The OS analysis includes data on 67 events (patient deaths) out of a possible 124, whereas the PFS analysis includes data from 103 events. ImmunoCellular Therapeutics plans to continue following patients in this trial to collect more mature OS data. In the matured data from the open label, phase 1 trial, the company observed a consistent benefit in both PFS and OS compared with historical controls, and on this basis thinks that it is possible that the primary OS benefit could be clarified as the phase 2 data mature.
In this phase 2 study, ICT-107 was generally safe and well tolerated, with no imbalance of adverse events between the active and placebo groups.

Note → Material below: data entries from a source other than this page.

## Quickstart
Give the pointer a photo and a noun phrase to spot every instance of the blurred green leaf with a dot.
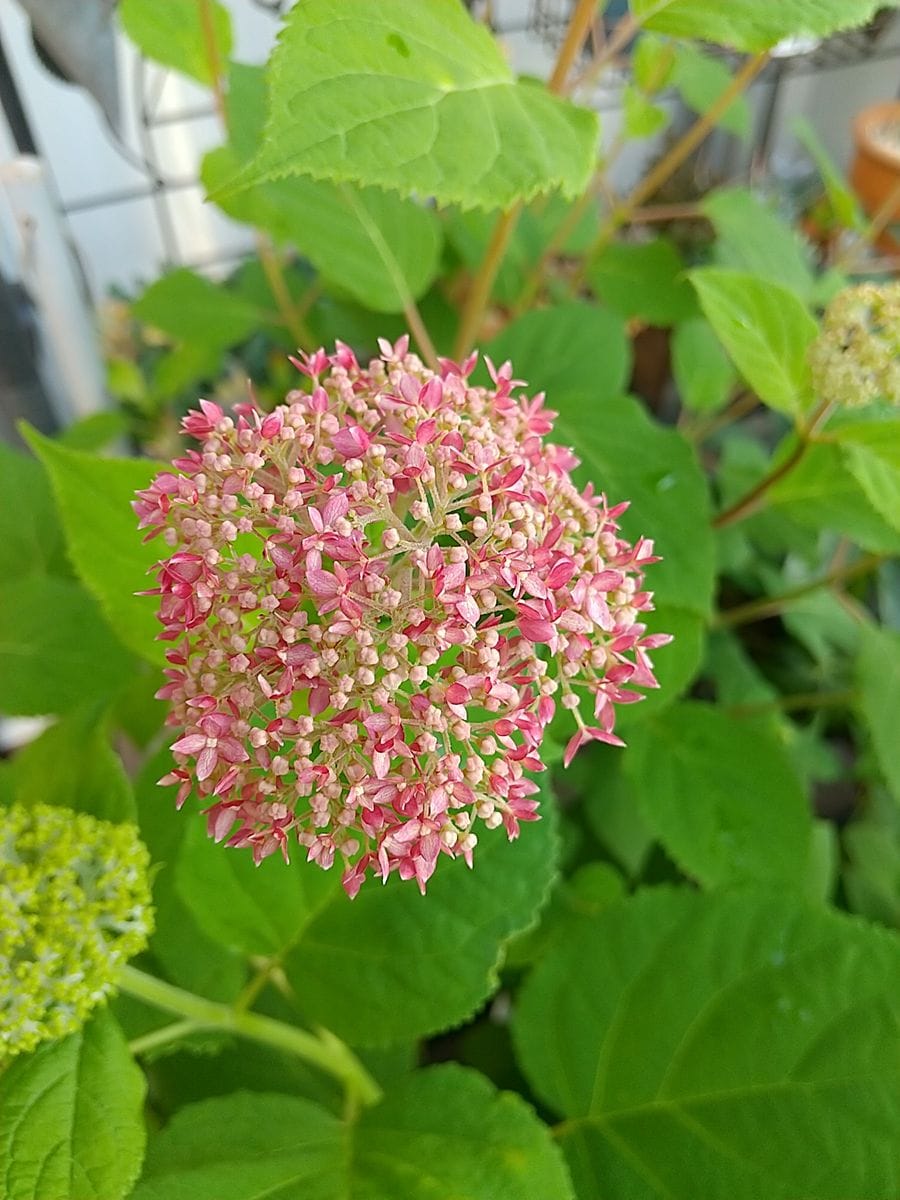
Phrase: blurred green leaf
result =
(753, 25)
(696, 1035)
(765, 329)
(55, 649)
(753, 238)
(173, 34)
(879, 676)
(71, 1117)
(643, 280)
(423, 78)
(701, 81)
(94, 499)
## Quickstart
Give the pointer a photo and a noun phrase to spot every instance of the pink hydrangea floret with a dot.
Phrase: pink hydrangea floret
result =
(377, 597)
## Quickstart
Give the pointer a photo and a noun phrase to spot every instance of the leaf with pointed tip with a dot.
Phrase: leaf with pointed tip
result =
(71, 1119)
(419, 100)
(731, 1047)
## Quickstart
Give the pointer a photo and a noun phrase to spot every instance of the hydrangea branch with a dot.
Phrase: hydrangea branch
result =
(325, 1051)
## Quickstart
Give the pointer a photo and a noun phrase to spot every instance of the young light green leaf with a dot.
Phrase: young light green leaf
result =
(71, 1119)
(570, 348)
(378, 247)
(630, 456)
(701, 81)
(389, 96)
(753, 238)
(173, 34)
(702, 370)
(643, 280)
(54, 643)
(753, 24)
(721, 820)
(255, 910)
(407, 1147)
(765, 329)
(395, 965)
(687, 1024)
(879, 675)
(30, 534)
(94, 499)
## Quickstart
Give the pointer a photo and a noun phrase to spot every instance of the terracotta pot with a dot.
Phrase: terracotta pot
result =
(876, 168)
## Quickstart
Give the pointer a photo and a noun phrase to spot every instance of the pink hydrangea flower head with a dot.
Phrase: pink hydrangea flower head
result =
(377, 595)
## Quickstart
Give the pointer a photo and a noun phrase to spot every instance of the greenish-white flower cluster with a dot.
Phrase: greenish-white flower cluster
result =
(75, 905)
(856, 358)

The ICT-107 phase 2 trial is a randomized, double-blind, placebo-controlled phase 2 study of the safety and efficacy of ICT-107 in newly diagnosed patients with glioblastoma multiforme following resection and chemoradiation. ICT-107 is an intradermally administered autologous vaccine consisting of the patient’s dendritic cells pulsed with six synthetic tumor-associated antigens: AIM-2, MAGE-1, TRP-2, gp100, HER-2, IL-13Rα2. The control consists of the patient’s unpulsed dendritic cells.

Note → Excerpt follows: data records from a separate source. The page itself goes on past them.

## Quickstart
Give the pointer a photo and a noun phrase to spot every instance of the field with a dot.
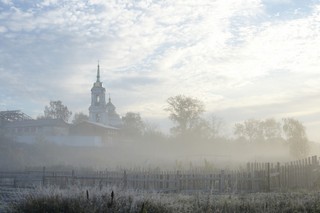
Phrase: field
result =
(51, 199)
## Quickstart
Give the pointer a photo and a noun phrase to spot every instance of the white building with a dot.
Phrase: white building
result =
(100, 111)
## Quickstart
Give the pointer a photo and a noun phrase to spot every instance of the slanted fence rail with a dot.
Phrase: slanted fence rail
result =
(255, 177)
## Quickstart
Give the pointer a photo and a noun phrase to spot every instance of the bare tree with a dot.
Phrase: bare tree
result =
(133, 124)
(296, 137)
(185, 112)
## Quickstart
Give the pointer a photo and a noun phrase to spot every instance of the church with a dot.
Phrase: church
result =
(100, 111)
(101, 128)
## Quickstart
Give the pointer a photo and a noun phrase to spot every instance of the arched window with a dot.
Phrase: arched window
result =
(97, 100)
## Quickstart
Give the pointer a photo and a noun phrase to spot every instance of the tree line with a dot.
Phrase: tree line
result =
(186, 114)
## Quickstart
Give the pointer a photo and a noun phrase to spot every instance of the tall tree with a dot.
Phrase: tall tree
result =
(250, 130)
(133, 124)
(185, 112)
(57, 110)
(296, 137)
(79, 117)
(254, 130)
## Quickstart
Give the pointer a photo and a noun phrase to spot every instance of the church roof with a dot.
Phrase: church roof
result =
(34, 123)
(110, 106)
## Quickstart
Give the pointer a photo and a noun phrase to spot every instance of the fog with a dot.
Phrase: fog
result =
(143, 153)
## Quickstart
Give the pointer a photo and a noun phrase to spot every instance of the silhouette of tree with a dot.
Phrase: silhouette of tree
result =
(185, 112)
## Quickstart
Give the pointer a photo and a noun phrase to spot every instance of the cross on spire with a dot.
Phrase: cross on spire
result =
(98, 73)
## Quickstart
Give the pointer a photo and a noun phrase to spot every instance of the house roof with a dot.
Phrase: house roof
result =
(36, 123)
(97, 124)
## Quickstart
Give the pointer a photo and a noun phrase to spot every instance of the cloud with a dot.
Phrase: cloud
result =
(230, 54)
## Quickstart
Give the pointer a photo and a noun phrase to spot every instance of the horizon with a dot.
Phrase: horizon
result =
(248, 59)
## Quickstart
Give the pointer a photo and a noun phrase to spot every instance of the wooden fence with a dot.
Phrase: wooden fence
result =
(256, 177)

A comparison of PFS between ICT-107 and placebo showed a statistically significant difference in the Kaplan-Meier (K-M) curves favoring ICT-107 (p=0.014 two-sided, hazard ratio (HR)=0.56) in the intent-to-treat population of all 124 randomized patients. The difference in the median progression-free survival times between ICT-107 and placebo favored ICT-107 and was two months in duration. For the per-protocol population (117 of 124 patients receiving at least four induction vaccinations), the K-M comparison p-value improved in treated patients to 0.0074 two-sided (HR=0.53) and the difference in median progression-free survival times increased to three months in favor of ICT-107.

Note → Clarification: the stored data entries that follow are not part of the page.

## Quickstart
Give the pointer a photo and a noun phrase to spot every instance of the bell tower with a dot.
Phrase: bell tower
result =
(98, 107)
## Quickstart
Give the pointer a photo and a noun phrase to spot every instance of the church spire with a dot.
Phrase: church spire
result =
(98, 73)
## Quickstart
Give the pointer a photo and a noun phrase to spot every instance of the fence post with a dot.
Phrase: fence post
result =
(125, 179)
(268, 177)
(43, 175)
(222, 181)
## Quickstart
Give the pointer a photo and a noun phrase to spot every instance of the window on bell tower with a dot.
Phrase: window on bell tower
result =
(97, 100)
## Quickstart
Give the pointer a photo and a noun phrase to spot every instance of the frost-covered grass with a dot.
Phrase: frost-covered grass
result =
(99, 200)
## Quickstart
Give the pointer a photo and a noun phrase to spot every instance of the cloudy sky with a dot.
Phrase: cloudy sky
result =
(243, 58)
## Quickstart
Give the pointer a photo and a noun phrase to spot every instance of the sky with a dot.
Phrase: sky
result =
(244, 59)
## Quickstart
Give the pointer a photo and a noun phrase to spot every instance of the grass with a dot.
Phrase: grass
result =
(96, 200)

A total of 124 patients were randomized at 25 clinical trial sites in the U.S. One third of the patients or 43 patients were treated with placebo (their own dendritic cells not exposed to antigen), and the treatment arm included two thirds or 81 patients who received the ICT-107 vaccine. All patients in the trial received standard-of-care temozolamide. The regimen is four induction doses of ICT-107 after chemoradiation, and then maintenance doses until the patient progresses. The primary endpoint of the trial is OS, defined as the time from randomization until date or death or the last date the patient is known to be alive. Secondary endpoints include PFS, defined as the time from randomization until the date of documented progressive disease or death, whichever occurs first, or the last date the patient is known to be alive and progression-free if progression or death is not observed. Other secondary endpoints include the rates of OS and PFS at six months after surgery, then assessed every three months until the end of the study. Safety and immune response are additional secondary endpoints. The phase 2 trial is powered at 80 percent to show a nine-month overall survival benefit assessed after reaching 64 events.
Patients who have not yet progressed will continue in the trial until an appropriate termination point can be determined.